Ben de bacaklarımı uzatıp ona destek oldum.

"Ambulans gelecek. Sadece herşey bitene kadar yanımda kal minik."

Sol elimle elini tuttum, boşta kalan elimi ise saçlarının arasında gezindirdim.

"Bunun olmasını istemiyorum, lanet olası ilk dileğim gerçekleşmemeli. Üzgünüm miniğim."

"Üzgünüm ejderham."

Yavaş nefeslerini boynumda hissediyordum.

Bir elini yavaşça kaldırarak saçlarımı okşadı.

"Tanrım, kaç gündür benim şampuanımı kullanıyorsun?"

Kıkırdadı.

"Kokusunu seviyorum."

"Beni anlat."

Anlamadığımı belli etmek için sesler çıkardım.

"Beni bana anlat minik."

Bir süre düşündükten sonra konuşmaya başladım.

"Sen.. Hayatımda gördüğüm en soğuk, en güçlü kişiydin. En azından seni tanıyana kadar. Kahveyi elimden alıp zarar göreceğini bile bile içtiğin zaman birşeyler hissettim, daha önce hiç tatmadığım bir duyguydu bu."

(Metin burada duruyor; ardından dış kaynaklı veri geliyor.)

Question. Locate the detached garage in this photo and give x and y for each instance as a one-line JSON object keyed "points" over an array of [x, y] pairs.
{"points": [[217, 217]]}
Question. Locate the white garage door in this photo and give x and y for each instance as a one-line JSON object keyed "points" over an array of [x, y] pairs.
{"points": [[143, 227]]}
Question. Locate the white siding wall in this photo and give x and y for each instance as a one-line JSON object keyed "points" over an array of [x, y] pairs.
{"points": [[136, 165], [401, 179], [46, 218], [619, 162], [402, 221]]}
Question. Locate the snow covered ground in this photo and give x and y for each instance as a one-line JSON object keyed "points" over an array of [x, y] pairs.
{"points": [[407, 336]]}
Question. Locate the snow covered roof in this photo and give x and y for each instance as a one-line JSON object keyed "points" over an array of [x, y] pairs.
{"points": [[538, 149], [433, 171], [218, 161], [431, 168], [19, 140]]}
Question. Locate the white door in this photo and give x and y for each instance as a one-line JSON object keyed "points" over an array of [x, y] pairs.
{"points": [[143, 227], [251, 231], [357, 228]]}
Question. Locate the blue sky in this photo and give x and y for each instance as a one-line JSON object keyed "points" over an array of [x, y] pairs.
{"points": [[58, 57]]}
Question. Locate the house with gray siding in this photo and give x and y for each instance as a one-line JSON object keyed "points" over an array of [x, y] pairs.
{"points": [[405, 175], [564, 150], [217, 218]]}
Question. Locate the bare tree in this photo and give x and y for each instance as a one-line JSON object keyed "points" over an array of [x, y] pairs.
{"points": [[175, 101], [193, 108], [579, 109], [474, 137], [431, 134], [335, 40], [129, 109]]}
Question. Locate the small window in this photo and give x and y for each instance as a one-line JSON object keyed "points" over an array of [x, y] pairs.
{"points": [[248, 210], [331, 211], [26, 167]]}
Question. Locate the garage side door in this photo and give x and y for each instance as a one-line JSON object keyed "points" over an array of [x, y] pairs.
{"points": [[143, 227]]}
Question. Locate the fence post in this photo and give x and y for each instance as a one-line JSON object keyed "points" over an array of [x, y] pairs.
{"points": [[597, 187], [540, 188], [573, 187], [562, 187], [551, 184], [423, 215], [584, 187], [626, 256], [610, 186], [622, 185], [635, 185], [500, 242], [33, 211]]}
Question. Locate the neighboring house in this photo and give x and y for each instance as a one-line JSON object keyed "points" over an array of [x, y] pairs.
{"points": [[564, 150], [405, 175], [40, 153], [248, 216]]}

Titreyen sesime eklenen gözyaşlarımla biraz sustum. Ardından devam ettim.

"İlk defa aşık oldum ben meleğim. Bunlar nasıl anlatılır bilmiyorum. Daha çok küçüksün Jimin, bu sana olmamalı."

Konunun bu olmadığını anlayıp kendi kendime itiraz ettim.

"Oh konumuz bu değildi dimi? Sana ilk sarıldığım zamanı hatırlıyor musun?"

Yavaşça konuştu.

"Basketbol sahasındaki mi?"

"Evet, birçok şey hissetmiştim. Normalde soğuk olan vücudun benimkiyle birleştiğinde ateş gibi oluyor biliyor musun?"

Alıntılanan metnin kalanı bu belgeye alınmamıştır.